PALO ALTO, Calif.Jan. 21 /PRNewswire/ -- Poor networking habits are dooming short-term job prospects for active job seekers, according to new research from Upwardly Mobile, Inc. (UpMo.com), an online career management service based in Palo Alto, Calif.
"Job seekers focus on all the wrong areas," says Allyn Horne, Senior Director of Research and Methodology at UpMo. "They are spending all of their time on job boards, but nearly 8-in-10 jobs are landed through someone you know—and, disturbingly, today's job seekers are neglecting their connections."
UpMo's research is based on data from its Job-Hunt Readiness Evaluator, a proprietary assessment tool developed in conjunction with Robert Half International, which helps each job seeker identify his or her critical needs in the job search.

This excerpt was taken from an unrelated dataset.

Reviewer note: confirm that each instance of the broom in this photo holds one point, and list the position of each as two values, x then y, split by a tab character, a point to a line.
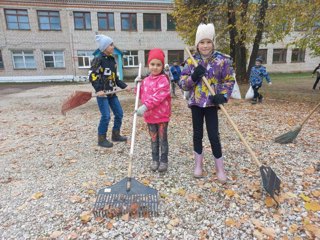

The research found that active job seekers—those who are unemployed and looking for work or those who plan to find a new job in the next 90 days—hurt their chances through:
  • Sporadic communication: Job seekers only talk to—or email—an average of 8 people outside of their current organization on a monthly basis.
  • Failure to expand the circle: Job seekers are reluctant to ask for introductions, with fewer than 4-in-10 (38%) asking for an introduction in the past month.
  • Small networks: On average, job seekers have a network of just 29 colleagues, defined as peers they have interacted with in the last 18-24 months.
  • Misplaced priorities: Jobs seekers spend 68% of their time looking at online job postings—and less than one-third of their time reaching out to others.
  • Insufficient time investment: Generation X job seekers (those who began their careers between 1980 and 1982) and Millennial job seekers (those who began their careers after 2002) are the biggest offenders of not investing the time required to land a job quickly. Millennials spend just 12 hours per week on job-hunting activities, while Generation Xers spend 15 hours—far less than the 30 hours required to achieve a short job search.

"What's troubling," says Horne, "is that Generation Xers are mid-career professionals, at a turning point in their career, and should be nurturing their professional networks to stay ahead. These professionals really need to re-focus on the right priority: their connections."